Max was watching all this through the window, jumping and barking, but his bark was muffled enough through the glass not to be a nuisance. Maybe he wanted to say goodbye. Over the years, Herschel seemed to have grown fond of Max. I mean, before he grew un-fond of everything. Every time I had dinner there, the first thing Herschel did when he sat down was toss Max a treat. “Don’t you want to taste it first?” Eunice would say. “Max said he wanted to taste it first,” Herschel would smile.
After Herschel was laid out on the stretcher, Toni set the little green bag onto his stomach. And Herschel held onto it. Then the EMTs opened the door and I watched them wheel Herschel out. They ducked under the overgrown tree, and were headed along the walkway until just before they reached the driveway, when Herschel’s head lifted up.
“Hold on,” he said.
The bed stopped.
“What’s going on,” my grandmother asked, seeing the action halted.
No one said anything.
I opened the screen door and stepped outside to see what was going on.
“Toni, what’s going on?” My grandmother’s voice was deep, concerned, and agitated.
Toni sighed and shook her head like she didn’t know and headed past me towards the gurney.
“Toni, can you bring me my other glasses? I want both pairs.”
“Ok, Dr. Allen.”
Toni ran back inside.
“What is it? What does he want?”
“He said he wants his other glasses, Mrs. Allen.”
My grandmother sucked her teeth. “Oh for God’s sake. He has a pair in his bag. What does he need two pair for?”
“I don’t know, Mrs. Allen. He said he wanted both pair.”
“Well, tell him he can pick one, or the other.”
Toni stared at my grandmother with an astounded expression, one I interpreted as meaning: “The man is dying. Give him his two fucking pairs of glasses.”
I was also staring at my grandmother in perhaps a similar way. He’s got macular degeneration, after all. He needs all the glasses he can get.

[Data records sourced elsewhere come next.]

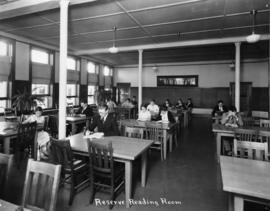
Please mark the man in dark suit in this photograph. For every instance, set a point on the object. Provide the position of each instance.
(104, 122)
(219, 109)
(85, 109)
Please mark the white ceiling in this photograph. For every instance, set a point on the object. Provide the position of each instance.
(147, 22)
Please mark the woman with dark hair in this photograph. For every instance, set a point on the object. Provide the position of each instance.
(166, 116)
(180, 104)
(144, 114)
(37, 117)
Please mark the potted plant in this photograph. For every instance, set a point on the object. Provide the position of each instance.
(24, 102)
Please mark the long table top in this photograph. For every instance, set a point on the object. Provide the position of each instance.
(219, 128)
(7, 206)
(143, 124)
(123, 147)
(245, 176)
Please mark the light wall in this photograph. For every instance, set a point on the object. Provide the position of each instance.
(211, 74)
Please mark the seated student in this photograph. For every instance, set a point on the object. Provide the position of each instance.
(134, 101)
(85, 109)
(37, 117)
(43, 137)
(104, 122)
(189, 104)
(127, 103)
(166, 116)
(167, 104)
(232, 118)
(144, 114)
(154, 109)
(111, 105)
(219, 109)
(180, 105)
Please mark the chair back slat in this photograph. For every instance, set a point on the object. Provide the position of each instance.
(41, 186)
(246, 135)
(134, 132)
(251, 150)
(100, 157)
(61, 152)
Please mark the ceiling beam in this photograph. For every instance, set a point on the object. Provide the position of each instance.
(25, 7)
(172, 45)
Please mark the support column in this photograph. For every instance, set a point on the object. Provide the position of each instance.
(63, 68)
(140, 79)
(269, 83)
(237, 76)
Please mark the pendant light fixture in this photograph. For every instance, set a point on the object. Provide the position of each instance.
(253, 37)
(114, 49)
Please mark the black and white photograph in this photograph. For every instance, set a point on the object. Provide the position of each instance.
(134, 105)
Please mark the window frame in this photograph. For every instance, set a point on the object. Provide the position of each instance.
(49, 53)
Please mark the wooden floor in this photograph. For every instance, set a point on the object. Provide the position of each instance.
(190, 177)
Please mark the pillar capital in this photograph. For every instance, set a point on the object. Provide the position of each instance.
(237, 44)
(64, 3)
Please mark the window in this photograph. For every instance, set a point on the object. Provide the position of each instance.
(44, 92)
(4, 100)
(72, 94)
(91, 67)
(3, 48)
(39, 56)
(71, 63)
(91, 94)
(106, 71)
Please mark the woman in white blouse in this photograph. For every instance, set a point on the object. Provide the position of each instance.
(144, 114)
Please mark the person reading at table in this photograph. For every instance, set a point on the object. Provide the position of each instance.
(180, 105)
(85, 109)
(37, 117)
(154, 109)
(144, 114)
(104, 122)
(166, 116)
(232, 118)
(219, 109)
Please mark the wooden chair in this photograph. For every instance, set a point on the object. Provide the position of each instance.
(134, 132)
(104, 172)
(265, 123)
(250, 150)
(248, 121)
(41, 186)
(74, 171)
(26, 141)
(6, 162)
(246, 135)
(155, 134)
(53, 125)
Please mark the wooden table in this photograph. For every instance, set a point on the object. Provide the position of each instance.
(75, 120)
(245, 179)
(142, 124)
(222, 130)
(125, 150)
(8, 130)
(7, 206)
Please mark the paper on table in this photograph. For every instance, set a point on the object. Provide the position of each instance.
(95, 135)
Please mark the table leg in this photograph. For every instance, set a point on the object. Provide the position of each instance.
(144, 168)
(6, 145)
(171, 140)
(73, 128)
(230, 200)
(218, 142)
(165, 144)
(128, 181)
(238, 203)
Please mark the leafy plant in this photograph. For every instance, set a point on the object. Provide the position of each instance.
(24, 102)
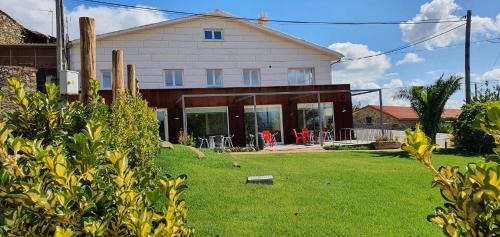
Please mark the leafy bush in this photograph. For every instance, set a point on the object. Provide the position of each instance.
(472, 198)
(134, 128)
(465, 136)
(77, 183)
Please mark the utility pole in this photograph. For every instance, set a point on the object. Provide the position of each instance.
(467, 57)
(60, 43)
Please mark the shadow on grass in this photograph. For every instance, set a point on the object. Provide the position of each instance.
(392, 154)
(457, 152)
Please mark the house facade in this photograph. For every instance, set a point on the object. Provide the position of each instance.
(395, 117)
(227, 60)
(25, 54)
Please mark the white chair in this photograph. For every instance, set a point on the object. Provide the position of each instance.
(202, 141)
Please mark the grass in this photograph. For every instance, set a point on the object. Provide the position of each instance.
(314, 194)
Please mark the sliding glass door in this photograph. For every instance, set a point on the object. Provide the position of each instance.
(269, 117)
(161, 116)
(308, 115)
(207, 121)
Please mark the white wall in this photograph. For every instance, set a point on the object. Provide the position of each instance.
(182, 46)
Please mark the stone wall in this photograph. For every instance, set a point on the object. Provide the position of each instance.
(359, 120)
(11, 32)
(25, 74)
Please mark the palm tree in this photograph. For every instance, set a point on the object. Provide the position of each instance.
(429, 101)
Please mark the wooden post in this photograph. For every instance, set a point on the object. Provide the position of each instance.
(467, 57)
(117, 73)
(132, 84)
(87, 56)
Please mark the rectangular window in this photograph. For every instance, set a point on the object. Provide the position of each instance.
(214, 77)
(251, 77)
(173, 77)
(308, 116)
(207, 121)
(105, 83)
(269, 117)
(213, 34)
(301, 76)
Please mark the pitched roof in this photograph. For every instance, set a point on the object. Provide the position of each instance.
(407, 113)
(336, 55)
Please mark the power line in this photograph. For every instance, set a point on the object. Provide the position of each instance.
(183, 13)
(401, 47)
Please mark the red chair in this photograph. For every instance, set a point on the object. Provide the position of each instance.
(268, 137)
(305, 135)
(298, 136)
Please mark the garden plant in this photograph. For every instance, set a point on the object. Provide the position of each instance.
(63, 174)
(472, 198)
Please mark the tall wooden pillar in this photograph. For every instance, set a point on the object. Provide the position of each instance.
(132, 80)
(87, 56)
(117, 74)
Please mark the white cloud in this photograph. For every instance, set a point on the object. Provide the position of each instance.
(493, 74)
(446, 9)
(33, 15)
(366, 74)
(360, 72)
(410, 58)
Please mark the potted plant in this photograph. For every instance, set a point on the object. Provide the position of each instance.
(383, 142)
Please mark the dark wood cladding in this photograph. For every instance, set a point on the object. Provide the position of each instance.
(170, 99)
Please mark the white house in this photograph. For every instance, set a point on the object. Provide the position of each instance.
(218, 53)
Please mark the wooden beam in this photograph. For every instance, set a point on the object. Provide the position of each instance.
(87, 56)
(131, 79)
(117, 74)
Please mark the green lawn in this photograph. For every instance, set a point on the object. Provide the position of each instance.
(314, 194)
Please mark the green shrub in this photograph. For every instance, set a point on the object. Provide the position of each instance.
(133, 127)
(472, 197)
(465, 136)
(77, 183)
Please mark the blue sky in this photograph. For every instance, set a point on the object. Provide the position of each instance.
(423, 68)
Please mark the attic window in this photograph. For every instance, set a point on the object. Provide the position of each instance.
(213, 34)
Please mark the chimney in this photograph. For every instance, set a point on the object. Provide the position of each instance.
(262, 20)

Toni was caught in the middle. I could see she didn’t know what to do. But a second later, she went to the kitchen table and grabbed Herschel’s other glasses. My grandmother glared at her as she passed by, and shook her head at me like everyone was nuts. “I don’t know why he would want those,” she said to me.
I gave her a look like, “Beats me.”
I stood by the front door as Toni went back outside with the glasses.
“Mrs. Allen said you don’t need two pairs of glasses,” she told Herschel. “That you could choose one or the other.”
Herschel’s eyes got wide. He now looked exacerbated on top of his dying. And he said, “I will take the two pair of glasses.”
“Ok, Dr. Allen,” Toni said.
Toni put the extra pair of glasses in the little green bag and came back inside.
“Dr. Allen said he wanted both pairs.”
“Oh, for Christ’s sake,” my grandmother said.
Meanwhile, the gurney continued toward the ambulance again. For a couple feet or so, and then it stopped again.
My grandmother was really going nuts this time, craning her head to see out the big front window. “Oh for God’s sake. What now!”
I could tell she hated not being able to get up to intervene.
I held open the door again and Toni walked quickly back outside. Herschel was struggling to sit up. He managed to lean up on his elbow so he could reach into the little green bag. Then, he handed Toni the extra pair of glasses.
“Maybe I don’t need two pairs after all. If I do, someone can bring them to me.”
Toni looked at Herschel and took the glasses. “Ok, Dr. Allen. Whatever you say.”
Back in the house, Eunice was satisfied. “I told him he only needed one pair.”
And the lights began flashing on the ambulance, and it rolled out of the driveway and down the street, and Hershel never came back again. And Eunice died three weeks later.